Amid speculation about Nvidia’s role in the company’s future, Sam Altman-led OpenAI has said that its partnership with Nvidia remains strong. In a recent LinkedIn post, OpenAI’s head of compute infrastructure Sachin Katti said Nvidia remains the AI company’s “most important partner for both training and inference”, describing the partnership as “foundational” rather than a typical supplier arrangement. According to the post, OpenAI’s entire compute fleet currently runs on Nvidia GPUs.“This is not a vendor relationship,” Katti said in the post, adding that OpenAI and Nvidia work together through “deep, ongoing co-design.” The executive noted that OpenAI’s frontier AI models are built through multi-year collaboration on both hardware and model engineering.
The post also outlined how quickly OpenAI’s computing needs have grown in recent years. Katti said that the AI company has scaled its available compute from 0.2 gigawatts in 2023 to 0.6 gigawatts in 2024, and to about 1.9 gigawatts in 2025.

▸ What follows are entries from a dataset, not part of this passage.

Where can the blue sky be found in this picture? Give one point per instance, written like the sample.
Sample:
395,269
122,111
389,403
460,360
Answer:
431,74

Here’s the full post shared by OpenAI’s head of compute infrastructure on LinkedIn
Our partnership with Nvidia is foundational. Nvidia is our most important partner for both training and inference, and our entire compute fleet runs on Nvidia GPUs. This is not a vendor relationship. It is deep, ongoing co-design. We build systems together, and our frontier models are the product of multi-year hardware and model engineering done side by side.We scaled available compute from 0.2 GW in 2023 to 0.6 GW in 2024 to roughly 1.9 GW in 2025, and that pace is accelerating. Inference demand is growing exponentially with more users, more agents, and more always-on workloads. Nvidia continues to set the bar for performance, efficiency, and reliability for both training and inference.The demand curve is unmistakable. The world needs orders of magnitude more compute.That’s why we are anchoring on Nvidia as the core of our training and inference stack, while deliberately expanding the ecosystem around it through partnerships with Cerebras, AMD and Broadcom. This approach lets us move faster, deploy more broadly, and support the explosion of real-world use cases without sacrificing performance or reliability. The outcome is simple and durable: infrastructure that can carry frontier capability all the way into production, at global scale.